De lo oído los pasados días en el Congreso, hay una frase, antes habitual en el independentismo, que al ser pronunciada por Sánchez me inquieta sobremanera. Dice el ya presidente que para resolver el conflicto de Cataluña, "la ley por sí sola no basta". De entrada, no acierto a delimitar el alcance exacto de sus palabras: ¿esa receta es aplicable sólo al guirigay catalán o puede extenderse a cualquier tipo de problema?; ¿sugiere Sánchez que, como la ley no basta, se la puede bordear, incumplir o ignorar?; ¿abre la puerta a mecanismos que operen al margen de las normas?; ¿supone indirectamente avalar soluciones que eludan el control judicial?; si la ley es prescindible, ¿también el legislativo verá reducidas sus competencias?; ¿la clásica e inderogable división de poderes ha quedado de facto automáticamente fulminada? Nada de esto ha sido suficientemente explicado y genera una grave incertidumbre sobre cómo funcionarán los equilibrios básicos de toda democracia en la España que llega.

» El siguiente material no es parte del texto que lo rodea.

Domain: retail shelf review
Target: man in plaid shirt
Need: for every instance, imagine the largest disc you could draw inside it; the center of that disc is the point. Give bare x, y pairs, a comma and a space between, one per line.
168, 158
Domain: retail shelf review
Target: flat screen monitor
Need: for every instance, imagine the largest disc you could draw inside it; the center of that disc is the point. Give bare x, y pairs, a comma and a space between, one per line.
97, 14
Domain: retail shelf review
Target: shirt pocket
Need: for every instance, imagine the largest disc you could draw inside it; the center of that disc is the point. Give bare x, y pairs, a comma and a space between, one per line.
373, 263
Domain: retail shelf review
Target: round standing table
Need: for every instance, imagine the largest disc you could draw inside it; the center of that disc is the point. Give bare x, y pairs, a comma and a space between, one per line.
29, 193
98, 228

Uno, como jurista, no puede sino recordar las lúcidas ideas de Hayek: el Estado ha de estar sometido en todas sus acciones a preceptos generales, fijos, públicos y previamente conocidos, aplicados por tribunales imparciales e independientes, de forma que los ciudadanos puedan orientar su conducta por ellos y anticipar con seguridad razonable cómo actuarán las autoridades. Por supuesto las leyes no son inalterables; pero, para ser modificadas o incluso abolidas, será indispensable apoyarse en sus propios mandatos.

No, la democracia no puede ni debe situarse por encima de la ley. Sencillamente porque si lo hace, el modelo pierde su condición de democrático. El núcleo del Estado de Derecho, señalaba Elías Díaz, es el imperio de la ley. Ése que ahora se entiende indicativo, desechable si conviniere, más un asunto de forma que de esencia. Lo recordado vale para la Constitución y también para el completo acervo normativo que, al cabo, es el que otorga legitimidad al conjunto de instituciones políticas.

Sorprende que estas nociones fundamentalísimas tengan que ser de nuevo defendidas. Quizás porque los que siempre han vivido a su amparo han olvidado su inmenso valor. Los hombres a menudo subestiman aquello de lo que disfrutan y no lo echan de menos hasta que lo pierden Tal vez acabe siendo éste el caso. Pero no por tristemente usual y humano, dejaría de ser, al tiempo, dañino, irracional y estúpidamente retrógrado.